День начинал клониться к вечеру; купцы стали расходиться, чтобы продолжить деловые переговоры за обеденным столом. Эрагон с нетерпением ждал вечера, зная, что тогда из своих шатров выйдут жонглеры и сказители, будут показывать фокусы, рассказывать старинные истории, устроят представление. Он обожал слушать сказки о волшебниках, древних божествах и особенно о Всадниках, повелителях драконов. В Карвахолле имелся, правда, и свой сказитель по имени Бром – они с Эрагоном были хорошими приятелями. Но истории Брома за эти годы всем здорово поднадоели, а бродячие артисты всегда исполняли что-нибудь новенькое, и деревенские жители слушали их с наслаждением.
Эрагон каблуком сбил с крыльца сосульку и вдруг увидел совсем рядом с собой Слоана, который, не замечая его и как-то боязливо втянув голову в плечи, спешил к таверне Морна. Эрагон, разумеется, тут же пошел за ним следом.
В таверне было жарко, под низким потолком висел жирный неприятный дым от сальных свеч. Над дверью красовались черные блестящие рога ургала; между их изогнутыми остриями было не меньше сажени. В одном конце вытянутого пивного зала была стойка, за которой возвышался и сам Морн в рубахе с закатанными по локоть рукавами. Нижняя часть лица у Морна казалась какой-то стесанной, словно он случайно приложился подбородком к вращающемуся мельничному колесу.
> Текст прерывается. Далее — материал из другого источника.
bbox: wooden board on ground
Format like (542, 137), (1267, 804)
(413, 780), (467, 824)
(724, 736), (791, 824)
Людей за дубовыми столами было полно; все слушали двух купцов, которые, пораньше закончив свои дела, зашли к Морну выпить пива.
Морн мыл кувшин и сразу заметил Эрагона:
– Здорово, парень! А дядя твой где?
– Покупает, меняет, – пожав плечами, ответил Эрагон. – Он хочет сегодня со всем покончить.
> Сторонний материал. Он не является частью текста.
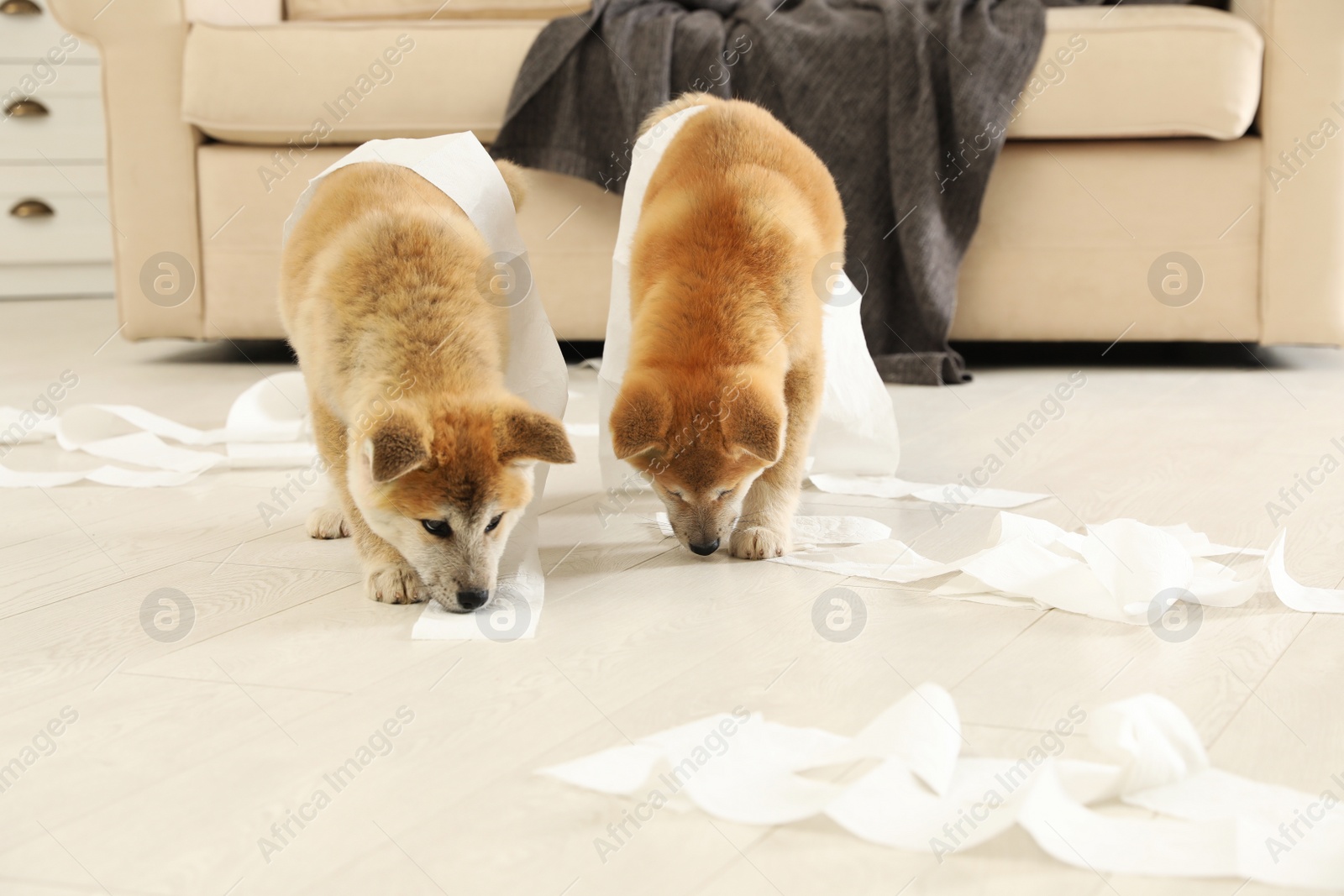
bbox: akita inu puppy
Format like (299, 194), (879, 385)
(610, 94), (844, 560)
(280, 163), (574, 612)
– И Роран здесь? – спросил Морн, вытирая кувшин чистой тряпицей.
– Ага. В этом году у нас все животные здоровы, вот никому и не пришлось на ферме оставаться.
– Хорошо, хорошо.
Эрагон, указав Морну на тех двоих, спросил:
– Кто они?
– Скупщики зерна. Несут всякие небылицы, будто повсюду им зерно за бесценок продавали. Надеются, что и наши им поверят.
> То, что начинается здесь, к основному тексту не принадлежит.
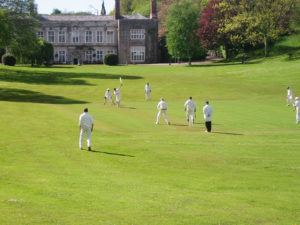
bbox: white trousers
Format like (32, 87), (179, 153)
(286, 96), (294, 105)
(145, 92), (151, 100)
(104, 97), (115, 105)
(186, 110), (194, 126)
(79, 127), (92, 148)
(156, 109), (170, 124)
«Ну что ж, всем деньги нужны», – рассудительно подумал Эрагон, понимая, что в этих купцах так злит Морна.
– И что же еще они рассказывают? – спросил он.
Морн фыркнул:
– Говорят, будто вардены заключили союз с ургалами и собирают армию, чтобы напасть на нас. И вроде бы мы только милостью нашего короля и живем до сих пор в безопасности – как будто Гальбаториксу есть до нас какое-то дело! Да ему плевать, даже если все наши селения дотла сгорят! Пойди, если хочешь, сам послушай. А у меня и без их брехни забот хватает.
Первый купец был такой толстый, что даже не помещался в кресле, выползая из него, как тесто из квашни, и при каждом его движении кресло начинало жалобно и протестующе скрипеть. На лице у толстяка не было и намека на растительность, а пухлые ручки были младенчески нежными. Он, причмокивая толстыми губами, пил пиво и постоянно улыбался. Второй купец, как бы в противоположность первому, был чрезвычайно худ и мрачен. Его обветренное красное лицо было покрыто какими-то неприятными гнойными прыщами, возникшими, видимо, от грязи.